If the future of golf is man-made, this is the man who is making it. By transforming a patch of disused farmland six miles south of St Andrews into the spectacular layout now known as Kingsbarns, Phillips has made his name as the designer who re-creates nature. He is literally altering the landscape of links golf in Scotland.

His latest project is on the course formerly known as Southern Gailes, recently acquired by Loch Lomond Golf Club and renamed Dundonald. On Tuesday, the first ball will be struck in its “preview opening,” a prelude to the official version next summer.

Set among a concentration of classic venues, from Prestwick to Turnberry and Troon, Dundonald has much in common with the acclaimed Kingsbarns. Both sites were home to ancient courses that fell into disrepair during the Second World War; while the Fife venue was later given over to livestock, its Ayrshire equivalent became wasteland.

Phillips, commissioned by Dundonald’s previous owner, Yaqub Ali – who died this month – is attempting to make history. “What I try to do is design a course that looks old. I want it to be very difficult for players to establish what is man-made and what was already there. I’m hoping that in a couple of years, people will think Dundonald has been there for decades.

Which is not to say that his two additions to the country’s links are from the same mould. Phillips studies nearby courses in an attempt to reproduce the land forms and characteristics of that area. The sprawling greens of Fife , for instance, tend to dwarf Ayrshire counterparts.

“Most Americans think links is one thing, something that fits into a little box, but it’s not.

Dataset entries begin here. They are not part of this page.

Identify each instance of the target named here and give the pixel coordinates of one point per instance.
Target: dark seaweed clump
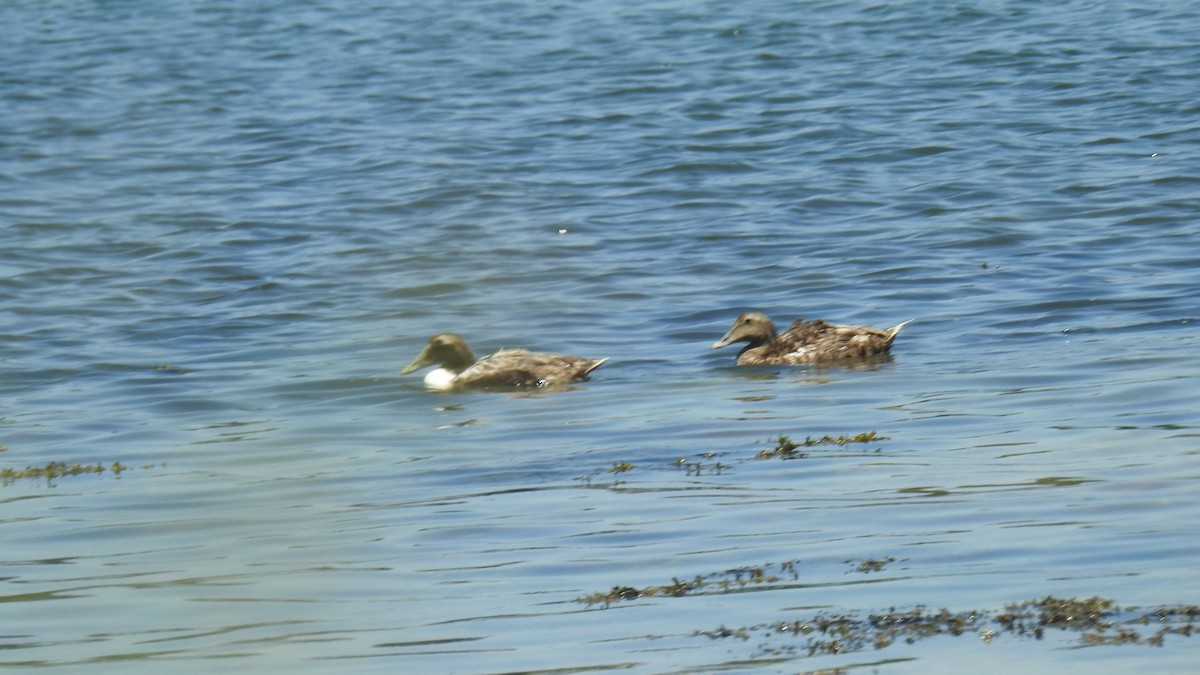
(786, 448)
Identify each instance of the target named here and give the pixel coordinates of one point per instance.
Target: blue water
(227, 227)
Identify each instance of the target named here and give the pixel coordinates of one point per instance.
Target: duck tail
(895, 329)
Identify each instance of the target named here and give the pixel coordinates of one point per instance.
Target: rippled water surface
(228, 226)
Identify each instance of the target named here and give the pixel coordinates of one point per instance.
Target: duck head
(447, 350)
(751, 327)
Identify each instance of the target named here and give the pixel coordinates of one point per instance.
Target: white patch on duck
(439, 380)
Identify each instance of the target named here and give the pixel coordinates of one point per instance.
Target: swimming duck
(804, 342)
(459, 369)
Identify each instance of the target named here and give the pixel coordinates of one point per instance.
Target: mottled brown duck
(507, 369)
(814, 342)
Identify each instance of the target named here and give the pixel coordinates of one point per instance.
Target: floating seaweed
(786, 448)
(1098, 621)
(717, 583)
(57, 470)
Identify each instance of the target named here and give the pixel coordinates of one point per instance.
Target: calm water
(227, 226)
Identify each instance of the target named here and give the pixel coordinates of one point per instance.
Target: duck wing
(523, 369)
(816, 341)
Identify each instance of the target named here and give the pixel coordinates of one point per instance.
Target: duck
(805, 342)
(507, 369)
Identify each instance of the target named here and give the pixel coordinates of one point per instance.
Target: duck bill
(420, 362)
(724, 341)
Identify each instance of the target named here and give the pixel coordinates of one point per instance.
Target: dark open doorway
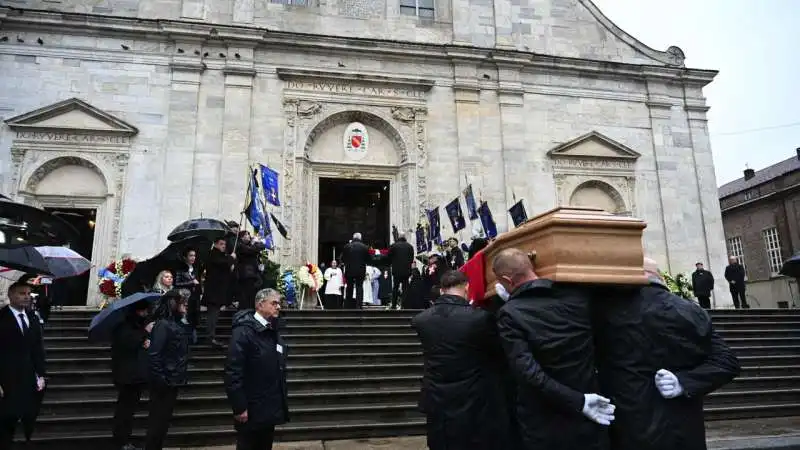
(72, 291)
(350, 206)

Where Kingsbarns is a course that sits on top of a hill, with those wonderful views in front of you, Dundonald is more like Carnoustie or Lytham St Annes, or even Troon. It’s down among the dunes. You’re near the coastline, but you don’t really have a great deal of visual contact with the sea.”

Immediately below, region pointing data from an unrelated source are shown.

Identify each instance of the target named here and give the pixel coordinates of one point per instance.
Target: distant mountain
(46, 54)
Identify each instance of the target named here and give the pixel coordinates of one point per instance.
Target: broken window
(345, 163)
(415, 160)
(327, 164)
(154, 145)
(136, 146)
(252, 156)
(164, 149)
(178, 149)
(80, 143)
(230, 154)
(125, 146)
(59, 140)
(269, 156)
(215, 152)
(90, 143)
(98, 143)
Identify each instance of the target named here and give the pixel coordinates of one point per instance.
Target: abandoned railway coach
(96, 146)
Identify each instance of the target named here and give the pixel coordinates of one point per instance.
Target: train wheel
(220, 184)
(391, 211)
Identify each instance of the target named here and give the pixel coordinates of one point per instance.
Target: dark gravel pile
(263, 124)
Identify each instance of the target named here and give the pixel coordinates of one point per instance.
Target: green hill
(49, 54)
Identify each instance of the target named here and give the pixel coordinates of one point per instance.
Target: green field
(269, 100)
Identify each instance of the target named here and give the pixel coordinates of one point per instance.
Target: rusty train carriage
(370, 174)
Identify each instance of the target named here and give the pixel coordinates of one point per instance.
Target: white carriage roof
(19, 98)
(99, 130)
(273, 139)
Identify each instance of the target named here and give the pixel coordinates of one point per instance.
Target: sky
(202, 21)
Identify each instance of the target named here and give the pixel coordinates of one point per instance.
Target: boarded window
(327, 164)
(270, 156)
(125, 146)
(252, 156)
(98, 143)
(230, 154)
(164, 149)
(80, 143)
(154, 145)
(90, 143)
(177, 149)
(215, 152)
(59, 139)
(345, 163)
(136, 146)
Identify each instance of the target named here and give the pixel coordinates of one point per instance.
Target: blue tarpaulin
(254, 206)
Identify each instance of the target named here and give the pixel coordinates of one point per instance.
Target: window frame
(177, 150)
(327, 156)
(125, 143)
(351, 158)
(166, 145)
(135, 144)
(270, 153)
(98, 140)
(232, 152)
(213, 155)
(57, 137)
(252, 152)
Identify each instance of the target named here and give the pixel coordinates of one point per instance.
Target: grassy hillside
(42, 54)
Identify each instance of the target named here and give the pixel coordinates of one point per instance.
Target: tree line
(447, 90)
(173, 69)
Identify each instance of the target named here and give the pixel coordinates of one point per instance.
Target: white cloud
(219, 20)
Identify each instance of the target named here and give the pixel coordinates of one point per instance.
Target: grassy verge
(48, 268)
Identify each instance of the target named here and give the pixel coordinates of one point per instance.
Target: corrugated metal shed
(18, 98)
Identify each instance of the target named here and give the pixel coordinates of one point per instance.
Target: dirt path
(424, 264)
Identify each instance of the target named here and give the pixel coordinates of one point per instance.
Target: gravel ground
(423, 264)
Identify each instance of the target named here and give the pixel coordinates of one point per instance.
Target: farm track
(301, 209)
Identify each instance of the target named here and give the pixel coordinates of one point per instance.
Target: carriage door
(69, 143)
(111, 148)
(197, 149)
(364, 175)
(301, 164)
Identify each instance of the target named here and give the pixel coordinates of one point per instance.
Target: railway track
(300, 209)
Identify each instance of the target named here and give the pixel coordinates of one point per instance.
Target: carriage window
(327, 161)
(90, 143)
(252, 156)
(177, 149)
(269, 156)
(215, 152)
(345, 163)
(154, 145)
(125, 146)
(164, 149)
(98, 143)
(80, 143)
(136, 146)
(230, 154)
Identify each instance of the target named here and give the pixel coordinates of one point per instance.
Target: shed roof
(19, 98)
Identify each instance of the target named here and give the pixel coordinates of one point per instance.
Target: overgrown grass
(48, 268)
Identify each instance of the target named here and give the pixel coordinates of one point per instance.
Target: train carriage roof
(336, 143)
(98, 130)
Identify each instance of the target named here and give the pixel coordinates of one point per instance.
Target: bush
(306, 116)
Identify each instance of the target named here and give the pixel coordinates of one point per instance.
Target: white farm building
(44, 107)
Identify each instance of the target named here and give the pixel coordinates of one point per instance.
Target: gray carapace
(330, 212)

Dundonald, which will closed in October for the winter, cost Loch Lomond Golf Club an estimated £10 million. Existing members will be given the opportunity to play as part of their membership, while a couple of tee times will be made available to the public each day. As well as developing 40 four-bedroom lodges, the new owners, noted for their emphasis on exclusive luxury, are building a temporary clubhouse while they decide what to do with the existing, half-built one.

“It’s a very traditional golf course, probably as pure as it gets,” says Phillips . “It’s also an old-fashioned, walking course. It’s not a hilly site, and you don’t have to cross busy roads, which is great to see because there is so much emphasis on carts and battery-powered buggies nowadays.”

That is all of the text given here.